A substantial amount of archival material regarding Manahan and her work is also located in the archives of the Barbara Grier—Naiad Press Collection 1956–1999 housed at The James C. Hormel Gay and Lesbian Center at the San Francisco Public Library. Considerable space has been allocated to the extensive audio recordings made of interviews and news programs concerning Lesbian Nuns: Breaking Silence, Naiad Press, and its authors.

Additionally, the June L. Mazer Lesbian Archives in Los Angeles and the Lesbian Herstory Archives in New York City contain collections of Manahan's papers.

Manahan has spoken publicly about the need to preserve LGBTQ historical records.
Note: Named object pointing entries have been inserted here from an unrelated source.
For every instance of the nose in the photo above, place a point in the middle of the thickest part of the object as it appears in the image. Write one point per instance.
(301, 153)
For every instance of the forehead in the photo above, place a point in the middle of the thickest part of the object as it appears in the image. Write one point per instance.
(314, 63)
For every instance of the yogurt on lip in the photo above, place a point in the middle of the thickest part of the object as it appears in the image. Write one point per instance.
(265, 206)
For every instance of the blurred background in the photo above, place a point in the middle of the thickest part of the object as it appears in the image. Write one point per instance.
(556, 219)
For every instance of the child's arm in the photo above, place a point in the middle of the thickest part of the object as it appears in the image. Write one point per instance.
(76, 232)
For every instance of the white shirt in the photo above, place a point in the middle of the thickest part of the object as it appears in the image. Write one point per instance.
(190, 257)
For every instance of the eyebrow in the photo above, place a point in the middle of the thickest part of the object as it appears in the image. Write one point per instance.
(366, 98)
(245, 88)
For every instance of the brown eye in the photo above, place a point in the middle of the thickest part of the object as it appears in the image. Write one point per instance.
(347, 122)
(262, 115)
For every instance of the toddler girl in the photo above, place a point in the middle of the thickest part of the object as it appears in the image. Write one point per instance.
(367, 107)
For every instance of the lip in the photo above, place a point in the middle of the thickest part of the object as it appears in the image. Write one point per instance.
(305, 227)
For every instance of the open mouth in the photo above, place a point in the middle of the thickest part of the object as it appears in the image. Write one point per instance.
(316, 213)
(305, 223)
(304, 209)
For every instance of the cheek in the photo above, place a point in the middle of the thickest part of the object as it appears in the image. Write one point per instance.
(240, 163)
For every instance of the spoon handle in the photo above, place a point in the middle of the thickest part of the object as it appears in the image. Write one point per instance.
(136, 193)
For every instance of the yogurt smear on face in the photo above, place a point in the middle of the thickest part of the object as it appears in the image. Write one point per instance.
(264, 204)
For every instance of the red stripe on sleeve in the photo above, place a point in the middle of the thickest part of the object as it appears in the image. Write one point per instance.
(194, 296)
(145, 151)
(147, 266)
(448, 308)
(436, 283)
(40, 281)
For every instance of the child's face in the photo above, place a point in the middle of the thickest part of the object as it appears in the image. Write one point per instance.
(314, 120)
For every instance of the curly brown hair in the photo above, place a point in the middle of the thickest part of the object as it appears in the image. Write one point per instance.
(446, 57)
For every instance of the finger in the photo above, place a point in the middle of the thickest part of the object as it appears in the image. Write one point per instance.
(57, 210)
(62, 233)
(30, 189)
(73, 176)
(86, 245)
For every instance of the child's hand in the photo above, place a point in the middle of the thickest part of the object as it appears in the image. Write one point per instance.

=== Published long works ===

•	Lesbian Nuns: Breaking Silence (1985), co-editor Rosemary Keefe Curb (new edition, Bella Books, 2013

•	On My Honor: Lesbians Reflect on Their Scouting Experience (1997; reissued 2021), editor

•	Living Consciously, Dying Gracefully: A Journey with Cancer and Beyond (2007), co-author with Becky Bohan

•	At Sea on the Range: From Berkeley Radical to Arizona Homesteader, 1934-1948 (2024), co-editor with Natalya Lukin

=== Selected early publications ===

•	“The Lesbian: A Survey” (1972) in Sexism in Education by the Emma Willard Task force on Education

•	“Lesbian Books: A Long Search” in Mother Jones magazine (April 1976), republished in The Lesbian Path by Margaret Cruikshank in 1980

•	“Future Old Maids and Pacifist Agitators” (1982) in Women’s Studies Quarterly, Vol 10

•	“Homophobia in the Classroom” (1982) in Lesbian Studies: Present and Future by Margaret Cruikshank

•	“A Lesbian Ex-Nun Meets Her Sisters” (#8, summer 1983) in Common Lives/Lesbian Lives

=== Awards and honors ===
- 2026 Alice B Readers Award for lifetime achievement in lesbian writing
- 2025 The Great Southwest Book Festival, Best Memoir, for At Sea on the Range: From Berkeley Radical to Arizona Homesteader, 1934-1948
- 2021 Lily Awards, Best Documentary, Best Trailer, and People's Choice Award for “Carefree Concert Band" and the "Carefree Concert Band trailer”
- 2008 Eric Hoffer Book Award for Living Consciously, Dying Gracefully: A Journey with Cancer and Beyond
- 2008 Independent Publisher Book Awards silver medal to Living Consciously, Dying Gracefully: A Journey with Cancer and Beyond in the category Aging/Death & Dying
- 2008 Midwest Independent Publishers Association (MIPA) 18th Annual Midwest Book Awards for Living Consciously, Dying Gracefully: A Journey with Cancer and Beyond best book in the Health category
- 2008 WOW! Women on Writing Best Book in Women's Literature for Living Consciously, Dying Gracefully: A Journey with Cancer and Beyond

== Personal life ==
Nancy Manahan and her wife, novelist Becky Bohan, have been together since 1994 and currently make their home in Florida. In addition to writing and editing books, articles, and book reviews, they produced the documentary short, “Carefree Concert Band.” According to a Women Over 70 interview by Gail Zelitsky and Catherine Marienau, Manahan continues to support and address issues in the environment, arts, education, lesbian feminist organizations, and individual feminist writers and filmmakers.